SQL will be around for decades to come and at least gives one hope they'll learn something about the relational model which is our only logically grounded approach to managing data integrity.

NoSQL is appropriate when dealing with problems where

(a) have a different natural requirement than general-purpose logical data management, e.g. your problem maps neatly into a log store, document store, search index, flat file, or K/V store and there's no gain in decomposing these structures into relations

(b) no one is going to want to query this data or update these things arbitrarily (famous last words);

(c) require massive scale and continuous availability and thus don't fit with most of today's SQL databases. ... though you'd still be probably better off looking around Github for the various frameworks to help you manage a sharded/replicated MySQL or PostgreSQL setup before jumping into NoSQL.

chc · on April 22, 2014

Well, Martin Fowler has gone on the record saying that Active Record (the design pattern, of which Ruby's ActiveRecord is one implementation) is not well-suited to sophisticated data models, and he tends to prefer the Data Mapper pattern — which similar to what's being described for Go.

gnaritas · on April 22, 2014

That's not what the OP said, he said the lesson was "that ORMs are fundamentally broken abstractions". Fowler does not believe this, and even if he did, his opinion is certainly not a global lesson as if it were now best practice to consider ORMs fundamentally broken.

camus2 · on April 22, 2014

expect it is quite hard to write a generic data mapper in go as well. something like Hibernate or Doctrine ORM would be nearly impossible to write with go.i'm not talking about the basic features but advanced features of both frameworks.

chc · on April 22, 2014

That is true, but genericity is actually not an inherent attribute of Data Mapper.
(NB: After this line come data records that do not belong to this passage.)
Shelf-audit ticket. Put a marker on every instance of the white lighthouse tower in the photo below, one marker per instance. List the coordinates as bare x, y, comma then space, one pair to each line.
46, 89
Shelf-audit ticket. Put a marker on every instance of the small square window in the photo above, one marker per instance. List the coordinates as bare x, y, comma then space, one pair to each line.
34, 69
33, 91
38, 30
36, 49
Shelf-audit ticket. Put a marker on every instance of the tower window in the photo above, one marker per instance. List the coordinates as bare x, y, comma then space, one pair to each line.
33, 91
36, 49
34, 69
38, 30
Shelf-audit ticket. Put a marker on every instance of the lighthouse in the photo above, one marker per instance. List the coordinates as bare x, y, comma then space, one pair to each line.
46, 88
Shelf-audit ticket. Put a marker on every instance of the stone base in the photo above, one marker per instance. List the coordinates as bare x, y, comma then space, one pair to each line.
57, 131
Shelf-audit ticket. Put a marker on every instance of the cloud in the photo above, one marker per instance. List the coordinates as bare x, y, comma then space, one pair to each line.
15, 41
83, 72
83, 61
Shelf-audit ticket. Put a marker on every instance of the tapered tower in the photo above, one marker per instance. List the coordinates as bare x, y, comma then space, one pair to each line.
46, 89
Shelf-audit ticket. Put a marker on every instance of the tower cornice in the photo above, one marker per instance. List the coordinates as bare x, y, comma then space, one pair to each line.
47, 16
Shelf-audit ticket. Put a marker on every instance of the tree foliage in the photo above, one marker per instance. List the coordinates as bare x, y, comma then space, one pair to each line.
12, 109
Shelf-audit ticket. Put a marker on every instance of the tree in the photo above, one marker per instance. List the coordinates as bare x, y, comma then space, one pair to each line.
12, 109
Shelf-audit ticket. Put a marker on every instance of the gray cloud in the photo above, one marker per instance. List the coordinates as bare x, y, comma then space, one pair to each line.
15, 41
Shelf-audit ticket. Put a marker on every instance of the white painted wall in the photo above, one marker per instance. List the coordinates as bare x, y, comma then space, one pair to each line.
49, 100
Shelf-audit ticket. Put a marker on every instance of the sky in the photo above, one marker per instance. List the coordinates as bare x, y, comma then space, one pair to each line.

The key idea is that there are fundamental incompatibilities between two data models (e.g. a structure in your program and a relation in your database), and the translation between the two models is a reified component of the program rather than just being absorbed into the behavior of the object itself as in Active Record.

There are some efforts along these lines, such as gorp (https://github.com/coopernurse/gorp), but I don't think they're all that widely used.

camus2 · on April 22, 2014

that's not the issue here, wether a pattern is good or not is irrelevant.The question is ,is it possible to write something like ActiveRecord and keep its most advanced features in Go. Right now the lack of genericity in the language makes it a no go.